Putting the ‘response’ back in ‘responsibility’
Albert Einstein’s famous quotation, “Let every man be respected as an individual and no man idolized,” depicts the essence of what all men require–Respect.
We are selfish creatures. We act irrationally and without thorough thought. We act out like spoiled children when we are not pleased by something.
Riots break out on the streets of London. Rebels rise up in Libya. This very country defied rule and tradition to break away from its origins and create anew.
Nevertheless, we are still creatures made to honor, capable of honor, of action, and of prestige.
Ayn Rand, a Russian-American novelist, philosopher, playwright, and screenwriter known for her two best-selling novels The Fountainhead and Atlas Shrugged and for developing a philosophical system she called Objectivism went on to say:
In the name of the best within you, do not sacrifice this world to those who are its worst.

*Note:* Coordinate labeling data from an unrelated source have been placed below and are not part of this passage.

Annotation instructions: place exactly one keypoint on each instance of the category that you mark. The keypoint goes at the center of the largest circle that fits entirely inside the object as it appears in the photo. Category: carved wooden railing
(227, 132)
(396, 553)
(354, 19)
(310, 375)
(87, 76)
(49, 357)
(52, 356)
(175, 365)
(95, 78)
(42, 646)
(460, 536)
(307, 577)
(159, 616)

In the name of the values that keep you alive, do not let your vision of man be distorted by the ugly, the cowardly, the mindless in those who have never achieved his title.

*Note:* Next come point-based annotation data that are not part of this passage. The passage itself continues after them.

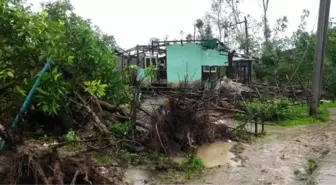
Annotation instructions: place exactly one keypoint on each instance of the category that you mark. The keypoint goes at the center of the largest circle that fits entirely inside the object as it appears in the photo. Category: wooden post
(319, 54)
(246, 36)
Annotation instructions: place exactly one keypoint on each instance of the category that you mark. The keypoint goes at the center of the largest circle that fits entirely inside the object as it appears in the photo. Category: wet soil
(281, 158)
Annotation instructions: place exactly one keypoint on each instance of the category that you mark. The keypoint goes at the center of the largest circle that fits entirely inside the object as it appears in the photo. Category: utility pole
(246, 36)
(319, 54)
(194, 32)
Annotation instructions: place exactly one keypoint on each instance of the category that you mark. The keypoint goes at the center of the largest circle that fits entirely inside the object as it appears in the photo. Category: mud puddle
(326, 173)
(217, 154)
(138, 176)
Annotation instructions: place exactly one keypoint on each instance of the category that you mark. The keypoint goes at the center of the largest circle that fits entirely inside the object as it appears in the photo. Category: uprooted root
(188, 124)
(40, 165)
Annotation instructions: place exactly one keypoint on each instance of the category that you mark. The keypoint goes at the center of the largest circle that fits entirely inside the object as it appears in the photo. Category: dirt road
(281, 158)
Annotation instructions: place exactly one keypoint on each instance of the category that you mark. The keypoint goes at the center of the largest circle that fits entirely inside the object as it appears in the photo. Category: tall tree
(267, 31)
(217, 16)
(189, 37)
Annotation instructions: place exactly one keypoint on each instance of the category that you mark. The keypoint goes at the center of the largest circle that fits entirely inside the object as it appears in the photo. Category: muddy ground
(281, 158)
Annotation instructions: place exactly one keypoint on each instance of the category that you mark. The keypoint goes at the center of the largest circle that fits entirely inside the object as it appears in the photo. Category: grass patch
(300, 115)
(103, 159)
(284, 113)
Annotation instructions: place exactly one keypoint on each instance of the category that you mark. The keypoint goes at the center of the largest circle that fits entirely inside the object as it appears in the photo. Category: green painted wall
(187, 59)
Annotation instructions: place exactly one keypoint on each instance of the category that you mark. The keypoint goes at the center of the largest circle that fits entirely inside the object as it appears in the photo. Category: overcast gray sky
(136, 21)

Do not lose your knowledge that man’s proper estate is an upright posture, an intransigent mind and a step that travels unlimited roads. Do not let your fire go out, spark by irreplaceable spark, in the hopeless swamps of the approximate, the not-quite, the not-yet, the not-at-all. Do not let the hero in your soul perish, in lonely frustration for the life you deserved, but have never been able to reach. Check your road and the nature of your battle. The world you desired can be won, it exists, it is real, it is possible, it’s yours.

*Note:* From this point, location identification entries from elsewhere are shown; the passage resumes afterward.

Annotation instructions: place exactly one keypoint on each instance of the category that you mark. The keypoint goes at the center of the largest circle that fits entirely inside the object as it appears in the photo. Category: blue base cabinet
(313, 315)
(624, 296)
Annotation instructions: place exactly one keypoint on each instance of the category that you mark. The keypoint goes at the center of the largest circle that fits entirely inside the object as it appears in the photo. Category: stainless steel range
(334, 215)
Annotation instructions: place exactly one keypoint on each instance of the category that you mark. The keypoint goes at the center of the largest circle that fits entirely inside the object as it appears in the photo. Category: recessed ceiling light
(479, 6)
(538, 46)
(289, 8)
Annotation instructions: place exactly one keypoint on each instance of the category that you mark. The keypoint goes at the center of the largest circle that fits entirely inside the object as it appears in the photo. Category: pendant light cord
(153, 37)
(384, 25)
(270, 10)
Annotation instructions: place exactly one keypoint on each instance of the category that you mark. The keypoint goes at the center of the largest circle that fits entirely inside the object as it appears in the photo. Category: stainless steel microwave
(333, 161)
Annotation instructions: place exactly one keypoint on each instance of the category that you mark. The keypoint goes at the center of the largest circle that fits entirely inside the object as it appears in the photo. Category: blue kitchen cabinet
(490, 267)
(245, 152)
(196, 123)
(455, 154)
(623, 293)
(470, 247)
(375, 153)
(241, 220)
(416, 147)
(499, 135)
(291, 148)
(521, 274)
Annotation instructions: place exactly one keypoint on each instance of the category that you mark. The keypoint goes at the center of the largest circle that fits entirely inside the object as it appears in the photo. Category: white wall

Notice that not once did Einstein or Rand mention man’s obligation to his community. Both focused on man’s loyalty to himself–to mankind’s desires and need for existence.
Nature has repeatedly proven that only those willing to fight for their own lives will survive, so the time has come for humankind to take responsibility for his own actions, to direct his attention, correction, and direction within himself.
Crushed beneath the loads of the past and surrounded by the small section of the world they were born into, many Americans forget that only way through barriers is not to act like they don’t exist, but to break through them– to put their goals above the attitude of their society, and apply all they are to reach them.
If the United States is to be expected to rise above such weight, and become a nation defined once again by its prospects for a wholesome and opportunistic life, each man needs to be held to his actions, words, and promises.
“But as for me and my household, we will serve the LORD,” is one of the most famous Bible quotes, taken out of the text of the Book of Joshua. This same attitude is crucial to survival, physically, mentally, and spiritually.
Knowing you are responsible to your own life, and the lives of your family, will serve as the catalyst for various life choices that will benefit first the person involved, then his family, and lastly, his community.